Error uploading file to google cloud storage

Question

How should the files on my server be uploaded to google cloud storage?

the code I have tried is given below, however, it throws a type error, saying, the expected type is not byte for:

the expected type is not byte for:
blob.upload_from_file(file.file.read()).

Although upload_from_file requires a binary type.

@app.post("/file/")
async def create_upload_file(files: List[UploadFile] = File(...)):
    storage_client = storage.Client.from_service_account_json(path.json)
    bucket_name = 'data'
    try:
        bucket = storage_client.create_bucket(bucket_name)
    except Exception:
        bucket = storage_client.get_bucket(bucket_name)
    for file in files:        
        destination_file_name = f'{file.filename}'
        new_data = models.Data(
            path=destination_file_name
        )
        try:
            blob = bucket.blob(destination_file_name)
        blob.upload_from_file(file.file.read())
        except Exception:
            raise HTTPException(
                status_code=500,
                detail="File upload failed"
            )

Answer 1

Option 1

As per the documentation, upload_from_file() supports a file-like object; hence, you could use the .file attribute of UploadFile (which represents a SpooledTemporaryFile instance). For example:

blob.upload_from_file(file.file)  

Option 2

You could read the contents of the file and pass them to upload_from_string(), which supports data in bytes or string format. For instance:

blob.upload_from_string(file.file.read())

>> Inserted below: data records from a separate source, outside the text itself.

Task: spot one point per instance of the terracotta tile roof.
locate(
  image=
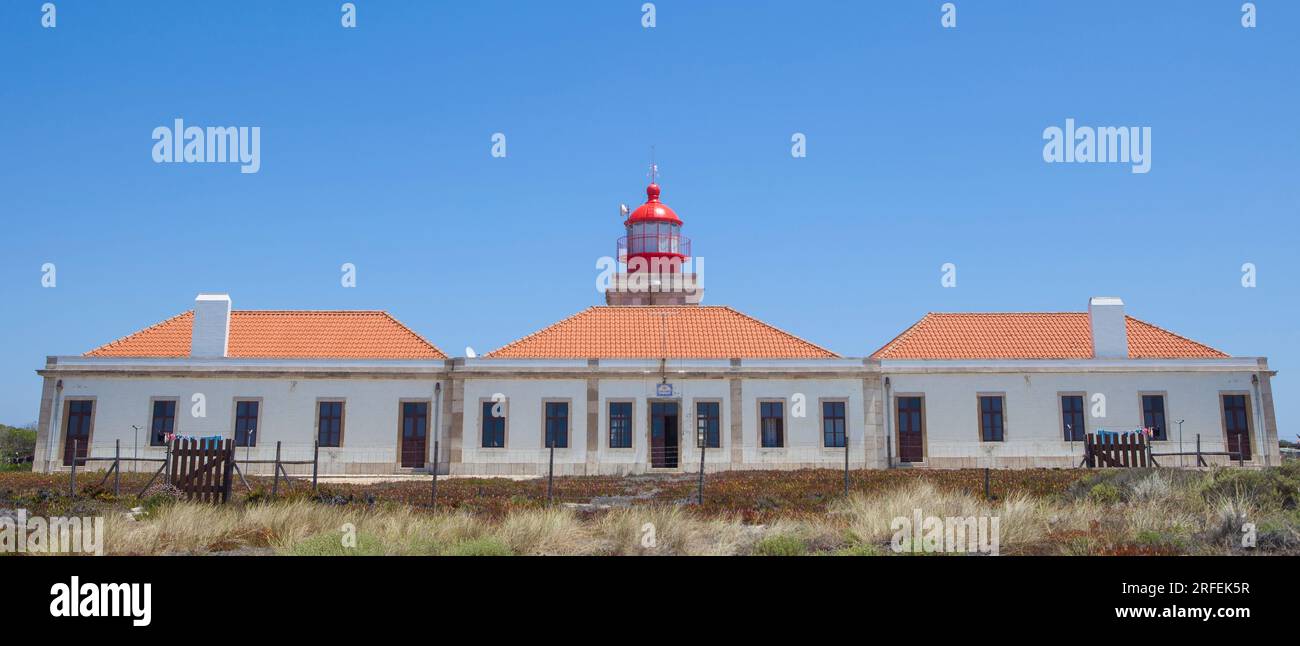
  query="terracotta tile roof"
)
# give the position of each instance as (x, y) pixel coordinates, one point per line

or, since you defined your endpoint with async def (see this answer for def vs async def):

contents = await file.read()
blob.upload_from_string(contents)

Option 3

For the sake of completeness, upload_from_filename() expects a filename which represents the path to the file. Hence, the No such file or directory error was thrown when you passed file.filename (as mentioned in your comment), as this is not a path to the file. To use that method (as a last resort), you should save the file contents to a NamedTemporaryFile, which "has a visible name in the file system" that "can be used to open the file", and once you are done with it, delete it. Example:

from tempfile import NamedTemporaryFile
import os

contents = await file.read() # or, contents = file.file.read()
temp = NamedTemporaryFile(delete=False)
try:
    with temp as f:
        f.write(contents);
    blob.upload_from_filename(temp.name) 
finally:
    temp.close()
    os.unlink(temp.name)

Note:

If you are uploading a rather large file to Google Cloud Storage that may require some time to completely upload, and have encountered a timeout error, please consider increasing the amount of time to wait for the server response, by changing the timeout value, which - as shown in upload_from_file() for example - by default is set to timeout=60 seconds. To change that, use e.g., blob.upload_from_file(file.file, timeout=180), or you could also set timeout=None (meaning that it will wait until the connection is closed).